Another year Cadwallader was on the first day of a four-day skiing trip at Whitefish when his left ski tip hit the approach at the top of the ski lift, bending his leg back and breaking his ankle. “I wasn’t paying attention,” he said.
Cadwallader said he has visited the same physical therapist for all his injuries. After he broke his ankle, she told him she knew he was going to do Bloomsday no matter what she said so her only request was that he not run downhill.

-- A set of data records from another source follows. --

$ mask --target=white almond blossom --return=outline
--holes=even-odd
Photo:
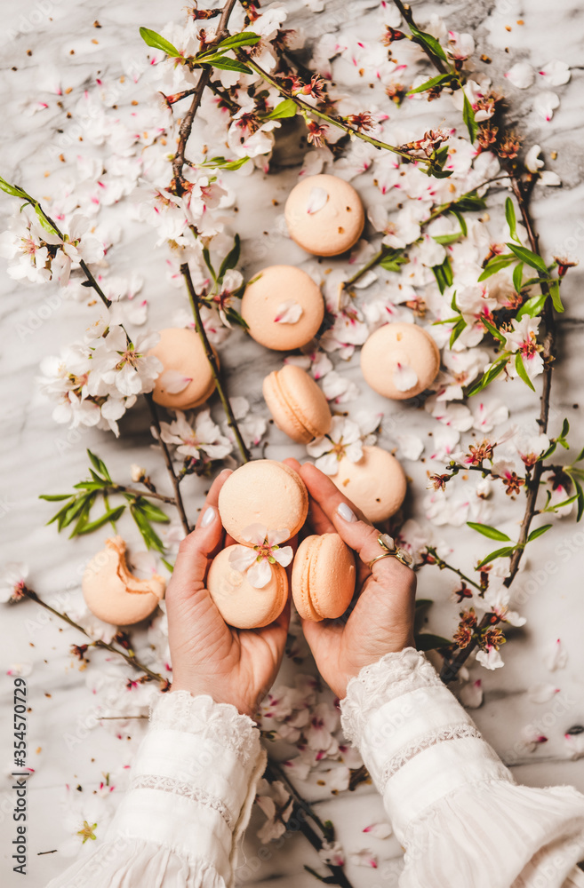
[[[229,552],[229,564],[234,570],[245,573],[250,585],[263,589],[272,578],[272,565],[287,567],[293,557],[292,546],[280,548],[280,543],[290,539],[286,528],[268,530],[262,524],[250,524],[242,531],[248,546],[235,545]]]
[[[181,410],[176,411],[172,423],[161,422],[160,437],[165,444],[175,444],[176,452],[192,459],[224,459],[233,447],[228,438],[211,418],[208,408],[199,410],[195,416],[194,427]]]

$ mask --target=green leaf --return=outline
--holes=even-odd
[[[464,318],[460,318],[460,320],[458,321],[457,323],[454,325],[454,327],[452,328],[452,331],[450,335],[449,348],[452,347],[458,337],[466,329],[466,327],[467,327],[467,321],[464,320]]]
[[[517,268],[520,267],[522,266],[517,266]],[[530,318],[535,318],[538,314],[540,314],[543,311],[543,306],[546,304],[547,298],[547,294],[538,293],[537,296],[532,296],[531,299],[524,302],[523,305],[517,312],[517,321],[520,321],[525,314],[528,314]]]
[[[408,96],[414,96],[416,92],[426,92],[427,90],[433,90],[438,83],[443,83],[444,80],[450,80],[451,77],[452,75],[450,74],[439,74],[437,77],[430,77],[429,80],[420,83],[420,86],[416,86],[414,90],[410,90],[406,94]]]
[[[438,59],[442,59],[443,61],[447,61],[446,53],[443,50],[442,46],[431,34],[427,34],[425,31],[419,30],[415,25],[410,23],[410,31],[412,32],[412,36],[416,39],[417,43],[423,44],[424,46],[430,51]]]
[[[498,330],[496,327],[493,327],[493,325],[491,323],[491,321],[487,321],[486,318],[484,318],[484,317],[481,318],[481,323],[484,327],[486,327],[486,329],[488,329],[489,333],[491,333],[491,335],[495,337],[495,339],[498,339],[499,342],[505,342],[505,337],[500,332],[500,330]]]
[[[502,271],[503,268],[507,268],[510,266],[512,262],[515,262],[513,256],[509,253],[501,253],[500,256],[493,256],[492,259],[489,259],[483,274],[478,279],[479,283],[481,281],[486,281],[487,278],[491,277],[492,274],[496,274],[497,272]]]
[[[406,266],[409,261],[403,250],[388,249],[380,261],[380,266],[387,272],[398,272],[400,266]]]
[[[561,314],[564,310],[562,305],[562,297],[560,296],[560,285],[557,281],[552,281],[549,284],[549,295],[552,297],[552,305],[558,314]]]
[[[464,105],[462,106],[462,120],[466,123],[467,129],[468,131],[468,135],[470,137],[471,144],[474,143],[476,139],[476,133],[478,132],[478,123],[475,117],[475,112],[473,107],[468,101],[468,97],[467,93],[463,91],[464,96]]]
[[[162,50],[163,52],[165,52],[166,55],[171,56],[172,59],[180,58],[180,53],[176,46],[172,46],[172,44],[165,40],[164,37],[161,37],[156,31],[151,31],[149,28],[140,28],[140,36],[144,43],[153,49]]]
[[[511,232],[511,240],[517,240],[517,218],[515,214],[515,207],[513,206],[513,201],[510,197],[508,197],[505,201],[505,218],[507,219],[507,224],[509,226],[509,231]]]
[[[108,511],[100,515],[95,521],[90,521],[89,524],[84,525],[80,530],[77,531],[79,536],[83,536],[85,534],[92,534],[94,530],[98,530],[99,527],[102,527],[104,524],[108,524],[109,521],[117,521],[124,514],[125,511],[124,505],[118,505],[116,509],[108,509]]]
[[[163,511],[157,505],[149,500],[140,496],[136,500],[136,506],[148,518],[148,521],[155,521],[158,524],[169,524],[170,518],[165,511]]]
[[[570,422],[566,416],[562,423],[562,431],[560,432],[557,440],[560,440],[562,438],[565,438],[570,432]]]
[[[220,68],[221,71],[239,71],[242,74],[252,74],[252,68],[248,67],[247,65],[237,61],[236,59],[228,59],[222,55],[206,56],[201,64],[212,65],[213,67]]]
[[[209,272],[211,273],[212,278],[213,279],[213,281],[215,281],[215,283],[217,283],[217,275],[215,274],[215,269],[213,268],[213,266],[211,264],[211,256],[210,256],[210,253],[209,253],[209,248],[208,247],[204,247],[204,249],[203,249],[203,258],[204,260],[205,266],[207,266],[207,268],[209,269]]]
[[[112,483],[111,477],[109,472],[108,472],[108,467],[106,466],[106,464],[103,462],[103,460],[100,459],[100,457],[97,456],[94,453],[92,453],[91,450],[87,450],[87,456],[89,456],[93,468],[97,469],[98,472],[100,472],[105,480],[107,481],[109,481],[109,483],[111,484]],[[92,472],[92,474],[93,474],[93,472]],[[94,480],[98,480],[97,478]]]
[[[454,281],[450,256],[446,257],[442,265],[433,266],[432,271],[434,272],[434,277],[436,278],[440,292],[444,293],[446,287],[451,287]]]
[[[572,480],[574,482],[574,487],[578,494],[578,514],[576,515],[576,521],[578,522],[582,515],[584,515],[584,490],[582,490],[582,485],[580,481],[577,481],[575,478]]]
[[[454,243],[456,241],[460,241],[462,237],[461,231],[455,231],[453,234],[433,234],[432,240],[436,241],[436,243]]]
[[[217,44],[213,47],[213,50],[225,51],[239,49],[240,46],[255,46],[260,40],[260,35],[254,34],[253,31],[241,31],[240,34],[232,34],[225,40],[221,40],[220,44]]]
[[[298,110],[298,106],[292,99],[284,99],[283,102],[276,105],[269,114],[261,115],[262,120],[281,120],[283,117],[293,117]]]
[[[548,274],[548,266],[546,263],[540,256],[538,256],[537,253],[532,253],[531,250],[527,250],[526,247],[522,247],[517,243],[508,243],[507,246],[509,248],[511,252],[515,253],[517,258],[521,259],[522,262],[524,262],[525,265],[531,266],[532,268],[536,268],[539,272],[541,272],[542,274]]]
[[[551,524],[544,524],[543,527],[538,527],[536,530],[532,530],[529,536],[527,537],[527,542],[531,543],[532,540],[537,540],[538,536],[543,536],[547,530],[549,530]]]
[[[476,191],[469,191],[466,194],[454,201],[452,209],[456,208],[461,213],[475,212],[478,210],[486,209],[486,201],[484,197],[479,197]]]
[[[467,390],[467,397],[470,398],[478,392],[482,392],[484,388],[486,388],[486,386],[503,371],[508,364],[508,352],[506,352],[504,356],[501,356],[500,358],[498,358],[497,361],[493,361],[489,369],[483,374],[481,378],[476,380],[470,388]]]
[[[55,226],[53,225],[52,225],[51,222],[49,222],[48,218],[46,218],[46,216],[44,215],[44,213],[41,210],[40,203],[35,203],[33,202],[33,206],[35,207],[35,212],[36,213],[36,217],[38,218],[38,221],[41,223],[41,225],[44,228],[44,230],[50,232],[52,234],[55,234],[57,237],[59,237],[60,236],[59,232],[57,231],[57,229],[55,228]]]
[[[416,636],[416,647],[419,651],[435,651],[437,647],[450,647],[452,644],[448,638],[441,635],[430,635],[429,632],[421,632]]]
[[[513,286],[515,287],[517,293],[521,293],[522,285],[524,281],[524,264],[520,262],[518,266],[516,266],[513,269]]]
[[[508,547],[507,549],[497,549],[494,552],[491,552],[490,555],[487,555],[485,559],[483,559],[483,560],[480,562],[479,565],[477,565],[477,567],[484,567],[485,564],[489,564],[490,561],[494,561],[496,558],[507,558],[508,555],[512,555],[515,549],[513,547],[510,548]]]
[[[507,534],[502,534],[496,527],[492,527],[488,524],[476,524],[475,521],[467,521],[467,525],[473,530],[477,530],[483,536],[488,536],[490,540],[499,540],[500,543],[510,543],[511,537]]]
[[[236,234],[233,241],[233,247],[227,254],[223,261],[221,262],[221,267],[219,269],[219,274],[217,275],[217,280],[221,281],[225,276],[225,273],[230,268],[235,268],[239,262],[239,253],[241,251],[241,243],[239,241],[239,234]]]
[[[524,364],[524,359],[521,356],[521,352],[517,352],[517,353],[515,356],[515,368],[517,371],[517,375],[521,377],[523,381],[525,383],[525,385],[528,385],[531,388],[532,392],[535,392],[535,387],[533,385],[533,383],[527,376],[527,370],[525,369],[525,365]]]

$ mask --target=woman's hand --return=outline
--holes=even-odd
[[[213,556],[235,542],[229,536],[224,540],[217,509],[219,491],[229,474],[226,469],[213,481],[195,530],[180,543],[166,591],[172,689],[208,694],[253,718],[280,667],[290,604],[264,629],[232,629],[205,588]]]
[[[380,532],[314,465],[305,464],[300,474],[310,494],[314,533],[339,534],[357,556],[358,599],[348,619],[302,621],[320,674],[342,699],[349,678],[364,666],[413,646],[416,575],[395,558],[384,558],[370,570],[367,563],[382,554]]]

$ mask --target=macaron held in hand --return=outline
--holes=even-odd
[[[286,531],[292,539],[308,512],[308,494],[294,469],[273,459],[255,459],[236,469],[219,494],[219,513],[228,534],[249,545],[246,531],[260,525],[273,532]]]
[[[252,339],[289,352],[313,339],[324,317],[324,300],[309,274],[295,266],[268,266],[250,281],[241,314]]]
[[[365,215],[352,185],[337,176],[302,178],[286,201],[288,233],[315,256],[340,256],[361,237]]]
[[[85,604],[92,614],[114,626],[129,626],[145,620],[164,597],[166,583],[155,574],[140,580],[130,573],[121,536],[106,540],[85,567],[81,582]]]
[[[277,620],[284,610],[288,599],[288,577],[279,564],[270,564],[268,582],[260,588],[253,585],[249,570],[233,567],[233,556],[243,548],[228,546],[215,556],[207,575],[207,589],[228,625],[260,629]]]
[[[353,552],[338,534],[307,536],[294,557],[292,599],[304,620],[337,619],[355,591]]]
[[[432,385],[440,369],[434,339],[417,324],[384,324],[361,349],[365,382],[386,398],[415,398]]]
[[[331,428],[332,417],[322,389],[295,364],[284,364],[266,377],[263,394],[274,422],[292,440],[306,444]]]
[[[162,407],[189,410],[204,403],[215,391],[215,380],[195,330],[169,327],[160,331],[160,341],[149,354],[162,362],[152,398]]]

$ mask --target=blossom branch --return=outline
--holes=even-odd
[[[466,574],[463,574],[462,571],[459,570],[458,567],[454,567],[452,564],[448,564],[447,561],[444,561],[444,559],[440,558],[436,549],[434,549],[432,546],[426,546],[426,551],[434,560],[423,561],[420,565],[418,565],[414,568],[415,570],[420,570],[420,568],[423,567],[425,564],[435,564],[436,567],[438,567],[440,570],[451,570],[453,574],[456,574],[457,576],[460,576],[461,580],[468,583],[469,586],[474,586],[475,589],[477,589],[479,592],[482,593],[484,591],[483,587],[478,583],[476,583],[474,580],[471,580],[469,576],[467,576]]]
[[[405,20],[405,21],[408,23],[408,25],[410,26],[410,28],[414,28],[415,31],[418,31],[419,28],[417,28],[416,23],[413,20],[413,15],[412,15],[412,9],[411,9],[409,4],[402,3],[402,0],[394,0],[394,5],[396,5],[397,7],[397,9],[400,11],[400,12],[402,13],[402,16],[404,17],[404,19]],[[426,44],[424,43],[423,40],[420,40],[415,36],[415,34],[412,34],[410,36],[410,39],[414,44],[418,44],[418,45],[422,50],[422,52],[425,52],[425,54],[429,59],[429,60],[432,62],[432,64],[436,67],[436,71],[439,71],[440,74],[449,74],[450,73],[450,68],[447,67],[444,65],[444,63],[443,62],[443,60],[441,59],[439,59],[436,55],[436,53],[434,53],[434,52],[431,52],[431,50],[426,45]]]
[[[199,297],[195,291],[195,286],[193,284],[193,279],[190,274],[190,269],[187,262],[180,266],[180,274],[185,279],[185,283],[187,284],[187,289],[188,290],[188,297],[190,299],[190,304],[193,309],[193,314],[195,316],[195,328],[196,332],[203,343],[203,347],[204,348],[204,353],[209,361],[209,366],[211,367],[211,373],[215,381],[215,386],[217,388],[217,392],[220,399],[221,404],[223,405],[223,409],[225,410],[226,416],[228,417],[228,425],[233,432],[236,441],[237,442],[237,447],[241,453],[242,458],[244,463],[249,463],[252,458],[245,442],[242,438],[241,432],[239,431],[239,426],[233,413],[231,408],[231,403],[227,396],[227,392],[223,388],[223,384],[221,382],[220,375],[219,372],[219,366],[217,364],[217,359],[215,353],[211,347],[211,343],[209,342],[209,337],[207,337],[207,331],[204,329],[203,321],[201,320],[201,306],[199,304]]]
[[[215,44],[220,43],[224,37],[227,36],[227,26],[236,3],[236,0],[227,0],[227,3],[221,11],[221,18],[219,20],[217,35],[215,39],[208,44],[208,49],[211,49]],[[177,146],[176,154],[172,158],[172,184],[174,190],[179,196],[180,196],[185,191],[182,170],[185,165],[185,151],[187,149],[187,142],[188,141],[191,130],[193,129],[195,115],[196,114],[199,105],[201,104],[201,99],[205,87],[209,85],[212,74],[212,68],[210,66],[205,66],[201,71],[198,82],[193,91],[193,99],[191,100],[190,107],[179,129],[179,144]]]
[[[414,157],[409,152],[404,150],[403,148],[398,148],[395,145],[389,145],[388,142],[382,142],[379,139],[374,139],[373,136],[368,136],[366,132],[362,132],[360,130],[352,127],[349,123],[347,123],[342,118],[332,116],[332,115],[325,114],[324,111],[319,111],[318,108],[313,107],[308,102],[304,101],[300,96],[294,95],[290,90],[287,90],[281,83],[272,77],[271,75],[264,71],[257,62],[253,60],[249,55],[244,52],[237,52],[237,58],[240,61],[244,62],[249,67],[251,67],[256,74],[258,74],[262,80],[265,80],[267,83],[273,86],[274,89],[277,90],[281,96],[284,99],[290,99],[294,104],[300,109],[303,114],[311,114],[315,117],[318,117],[320,120],[324,121],[331,126],[335,126],[339,130],[343,130],[351,139],[360,139],[364,142],[368,142],[376,148],[382,148],[385,151],[391,151],[394,155],[399,155],[404,160],[410,163],[423,164],[427,170],[429,171],[433,169],[432,161],[428,157]]]
[[[179,516],[180,518],[180,523],[182,525],[185,534],[190,534],[190,525],[188,524],[188,519],[187,518],[187,512],[185,511],[184,503],[182,502],[182,496],[180,494],[180,482],[179,478],[174,472],[174,466],[172,465],[172,459],[171,457],[170,450],[166,446],[165,442],[163,440],[162,430],[160,428],[160,420],[158,418],[158,411],[156,406],[152,398],[152,393],[148,392],[145,394],[144,397],[148,402],[150,416],[152,416],[152,428],[153,428],[153,437],[157,440],[158,444],[163,452],[163,456],[164,457],[164,463],[166,464],[166,470],[168,472],[168,476],[171,480],[172,485],[172,489],[174,490],[174,505],[176,505]]]
[[[72,620],[70,616],[67,615],[67,614],[61,614],[61,612],[58,611],[55,607],[52,607],[46,601],[40,599],[36,592],[33,591],[32,589],[27,589],[27,587],[24,586],[21,587],[21,592],[26,598],[30,599],[31,601],[36,601],[37,605],[41,606],[41,607],[44,607],[45,610],[49,611],[54,616],[58,616],[60,620],[63,620],[65,622],[68,622],[69,626],[72,626],[73,629],[76,629],[77,631],[82,632],[86,638],[90,639],[92,646],[102,647],[104,650],[110,651],[112,654],[119,654],[119,656],[123,657],[130,666],[133,666],[134,669],[141,670],[141,671],[144,672],[152,681],[159,681],[162,685],[166,685],[168,683],[166,678],[164,678],[157,672],[153,672],[148,666],[145,666],[144,663],[140,662],[140,660],[137,660],[133,654],[126,654],[125,651],[120,650],[118,647],[115,647],[114,645],[109,644],[108,641],[102,641],[101,639],[95,640],[92,638],[89,632],[83,628],[83,626],[80,626],[79,623],[76,622],[75,620]]]

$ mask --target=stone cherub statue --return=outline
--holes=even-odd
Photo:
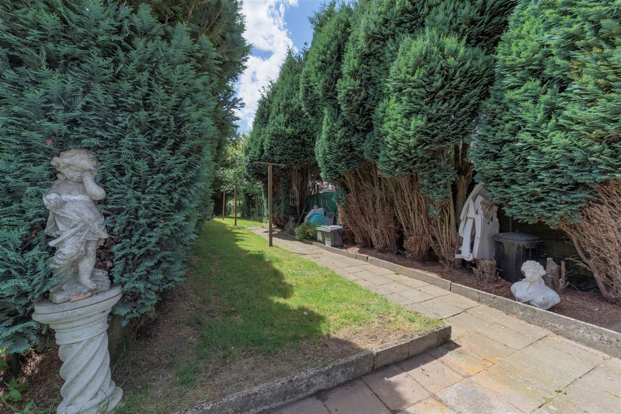
[[[543,266],[534,260],[527,260],[522,265],[525,279],[511,285],[515,300],[542,309],[548,309],[561,301],[558,294],[546,286],[542,276]]]
[[[96,250],[108,237],[95,200],[106,192],[95,183],[97,161],[86,150],[61,152],[51,164],[60,173],[43,196],[50,210],[45,234],[55,238],[50,242],[56,248],[50,267],[60,281],[50,289],[50,300],[61,304],[110,289],[108,272],[94,268]]]

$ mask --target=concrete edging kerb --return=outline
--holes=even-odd
[[[451,326],[445,324],[406,340],[383,344],[337,359],[323,368],[257,385],[176,414],[254,414],[333,388],[387,365],[448,343]]]
[[[288,235],[286,235],[288,236]],[[324,246],[316,241],[308,240],[302,240],[302,241],[332,253],[363,260],[395,273],[435,285],[446,290],[450,290],[458,295],[488,305],[505,313],[519,318],[525,322],[548,329],[557,335],[564,336],[578,343],[590,346],[612,356],[621,357],[621,333],[619,332],[584,322],[578,319],[558,315],[549,310],[520,304],[512,299],[460,285],[442,277],[434,276],[410,268],[399,266],[381,259],[365,254],[356,254],[343,249]]]

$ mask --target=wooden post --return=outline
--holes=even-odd
[[[222,190],[222,220],[224,220],[225,203],[227,201],[227,191]]]
[[[268,164],[268,217],[270,247],[271,247],[271,164]]]
[[[286,167],[284,164],[276,164],[276,163],[263,163],[258,161],[255,161],[255,164],[266,164],[268,166],[268,226],[269,228],[268,230],[268,233],[269,233],[268,240],[270,241],[270,247],[272,246],[272,220],[271,220],[271,194],[272,194],[272,185],[271,185],[271,176],[272,176],[272,166],[277,165],[281,167]]]
[[[237,227],[237,184],[235,185],[235,226]]]

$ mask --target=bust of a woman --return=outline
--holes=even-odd
[[[511,286],[515,300],[542,309],[548,309],[561,301],[558,294],[546,286],[542,276],[543,266],[534,260],[527,260],[522,265],[525,277]]]

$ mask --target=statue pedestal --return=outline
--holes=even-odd
[[[123,390],[111,380],[107,317],[121,297],[120,285],[74,302],[35,305],[32,318],[49,325],[56,332],[63,361],[60,389],[63,400],[59,414],[111,413],[123,397]]]

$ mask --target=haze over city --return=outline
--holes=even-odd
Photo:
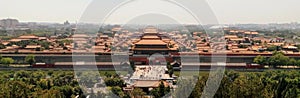
[[[1,0],[0,19],[13,18],[21,22],[58,23],[69,20],[71,23],[75,23],[80,20],[82,13],[92,1],[93,0]],[[300,20],[299,0],[206,1],[215,13],[220,24],[290,23]],[[134,14],[131,13],[131,11],[127,13]],[[122,19],[122,16],[116,18]],[[187,21],[187,23],[189,22]]]

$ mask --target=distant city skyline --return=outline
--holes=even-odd
[[[1,0],[0,19],[50,23],[63,23],[68,20],[75,23],[79,22],[82,13],[92,1]],[[207,2],[220,24],[300,22],[299,0],[207,0]]]

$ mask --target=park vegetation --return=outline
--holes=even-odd
[[[269,58],[259,55],[254,58],[253,62],[262,66],[268,65],[269,67],[273,68],[278,68],[280,66],[300,66],[300,60],[295,60],[294,58],[285,56],[282,52],[277,51],[275,51]]]
[[[1,71],[1,98],[103,98],[111,94],[92,91],[87,93],[83,87],[92,87],[99,82],[100,76],[91,73],[79,73],[81,79],[74,78],[73,71]],[[114,72],[100,72],[106,86],[112,93],[121,98],[142,97],[152,95],[160,98],[170,92],[170,88],[161,83],[159,88],[151,92],[143,92],[135,88],[125,92],[124,81]],[[208,79],[208,73],[201,74],[195,82],[195,88],[189,98],[200,98]],[[84,78],[85,77],[85,78]],[[96,79],[96,80],[95,80]],[[98,80],[97,80],[98,79]],[[86,83],[86,84],[84,84]],[[187,82],[186,84],[190,84]],[[225,98],[299,98],[300,73],[297,70],[273,70],[265,72],[235,72],[226,71],[214,97]],[[176,93],[176,91],[175,91]],[[181,94],[181,93],[178,93]]]

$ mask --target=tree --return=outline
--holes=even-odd
[[[289,62],[288,62],[289,66],[292,65],[292,66],[295,66],[297,64],[297,61],[292,58],[292,59],[289,59]]]
[[[140,89],[140,88],[134,88],[134,90],[132,91],[132,95],[134,96],[134,98],[136,97],[143,97],[146,93]]]
[[[170,62],[167,63],[167,69],[168,69],[169,76],[172,77],[174,73],[174,69]]]
[[[289,57],[284,56],[282,52],[275,51],[273,56],[268,59],[269,64],[272,65],[274,68],[282,65],[287,65],[289,61]]]
[[[35,63],[35,56],[34,55],[28,55],[25,57],[25,62],[29,63],[30,65]]]
[[[261,55],[255,57],[253,60],[254,63],[260,64],[260,65],[265,65],[266,61],[267,61],[266,57],[261,56]]]
[[[15,61],[12,59],[12,58],[2,58],[0,60],[1,64],[4,64],[4,65],[9,65],[9,64],[12,64],[14,63]]]
[[[6,46],[0,43],[0,49],[5,49]]]

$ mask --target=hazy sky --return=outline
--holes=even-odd
[[[24,22],[79,21],[92,0],[0,0],[0,19]],[[107,0],[110,1],[110,0]],[[300,0],[207,0],[220,23],[300,21]],[[130,13],[130,12],[129,12]]]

In February 2022, before he retired, he fell and fractured his right knee cap while delivering mail. He was determined to be ready for Bloomsday, however. He spent eight weeks not putting any weight on it, then did a lot of physical therapy. “It was fine,” he said. “It seemed good.”
Cadwallader, now 69, has thoughts of trying to do Bloomsday in under an hour again. “I’m trying to up my old man jog to actually running again,” he said.
Regardless of whether he walks or jogs, Cadwallader hopes to be doing Bloomsday for many years to come.
“I’ll do it until I can’t,” he said. “I think I can walk it for a long time.”